*First published by Wear Your Voice Magazine, November 14, 2016.*
“You can’t go out looking like that and not expect that people will touch you!” said the drunk woman at our local pub, angry that I wouldn’t let her touch my brown face, my breasts or my tattoos. That still didn’t stop her from trying again to touch me, as my ribs pressed into the bar and my hands were up, blocking her, until she finally stormed off.
I’m a peculiar ethnic mix that provokes the dreaded “What are you?” — so I am no stranger to people asking me intimate questions about my heritage before they can even correctly pronounce my name. Being a heavily tattooed brown woman, I am also no stranger to men and women alike running their hands over my tattoos without permission.
These (white) individuals believe I owe them explanations of who I am so they will know where and how to file my brown presence with a suitable label, thereby establishing my validity as an American. These (white) individuals believe it’s their right to put their hands on me because I am different from. Ultimately, these these are questions of (white) entitlement over people of color’s bodies, because it’s never brown or black people who ask invasive questions or cross physical boundaries. They probably have it happen often enough to understand how degrading and humiliating it is to have someone treat you like a zoo or sideshow exhibit.
The Other doesn’t have a right to boundaries. The Other exists for someone else’s consumption. The Other is public property. The Other isn’t quite human, so regular rules of decorum don’t apply.

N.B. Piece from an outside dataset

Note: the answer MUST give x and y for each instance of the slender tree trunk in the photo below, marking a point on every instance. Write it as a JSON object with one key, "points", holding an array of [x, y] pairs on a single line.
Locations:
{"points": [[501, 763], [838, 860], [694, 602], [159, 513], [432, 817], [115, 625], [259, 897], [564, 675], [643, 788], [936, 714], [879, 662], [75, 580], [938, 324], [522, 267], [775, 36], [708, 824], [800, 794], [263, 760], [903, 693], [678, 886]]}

Just a couple hours after news outlets called my home state of Florida for Donald Trump, I walked over to my local pub. I was too amped to sit at home and knew my friend was working. I put my bag on the seat between me and a regular, took my notebook out and began writing. A man came over and asked if anyone was sitting where my purse was. Yes, I told him. “Can I sit there until they arrive?” No, I said. “Oh, come on,” he whined. No, I said again. The man proceeded to lean over the stool, rest his arms on the bar and strike up a conversation with the man next to him, accidentally grazing my arm on purpose over and over again. I said, “Hey, there’s plenty of free seats on that side of the bar.” “I’m fine here!” He smirked at me, his potbelly pressed into my bag. Disgusted, I grabbed my bag and moved seats. All the while, he’s smug-grinning at me.
I couldn’t help but think of our president-elect and his pussy-grabbing comments, which have reinforced the idea that women are just objects and men are entitled to do what they want with them. Consent is irrelevant.
Add into the mix Trump’s rhetoric about deportation forces and banning Muslims from the United States, which has created a new monster of perceived immigrant or Muslim status, one to which the South Asian community (of which I’m a member) is particularly vulnerable — even though many Desis did, in fact, vote for Donald Trump.
I, on the other hand, did not consent to this presidency.
In a perfect world where I am not actually afraid for my own safety, I would have loved to engage that blonde woman in a dialogue about consent and the fact that, no matter how appealing someone’s body may appear, you aren’t entitled to fondle it without permission.
In a perfect world, I would have loved to explain to that man who inserted himself into my space without permission that “no” is a complete sentence, and regardless of whether you like it, it means something.
But I’ve come to understand that we live in a post-truth world, a world where facts and science are rendered meaningless if one’s own personal opinion doesn’t coincide, a world where a huge segment of the population finally feels that the power dynamic has reverted back to its rightful place, in the hands of white people who object to the changing face of America and see no value in an inclusive society.
The sad thing is, these instances that happened to me on election week feel like the start of a pattern that will make it difficult for me to leave the house and actually look people in the eyes. There is no way to know who has been emboldened by the Pussy-Grabber-In-Chief and his racism, homophobia and xenophobic tendencies. There is no way to know if or when I would be in actual physical danger until it’s already on me. I live in Trump country after all, and we know how much they like their guns.
The psychological impact is already beginning to take a physical toll, and I’m fighting every one of my instincts to get the hell out of America before things escalate. My heart breaks every time one of my friends posts about how their child was bullied, verbally abused, or told that they and their families will be getting kicked out of the country now that Trump is president because they or their parents are Latino, Muslim, immigrants, LGBTQ. I’ve gone ahead and shaved my head in preparation for whatever SS equivalent Trump will instate to round up brown people for our stays in internment camps.
Where does all the work and progress that feminists have achieved since the 1970s go from here when we have an admitted sexual assaulter as Commander-in-Chief? One who has vowed to strip women of our hard-earned but still-not-quite-equal rights? How do we begin anew with the education process around consent and bodily autonomy? More than anything, I wish I had these answers, because from where I’m standing, life in America just got a hell of a lot bleaker.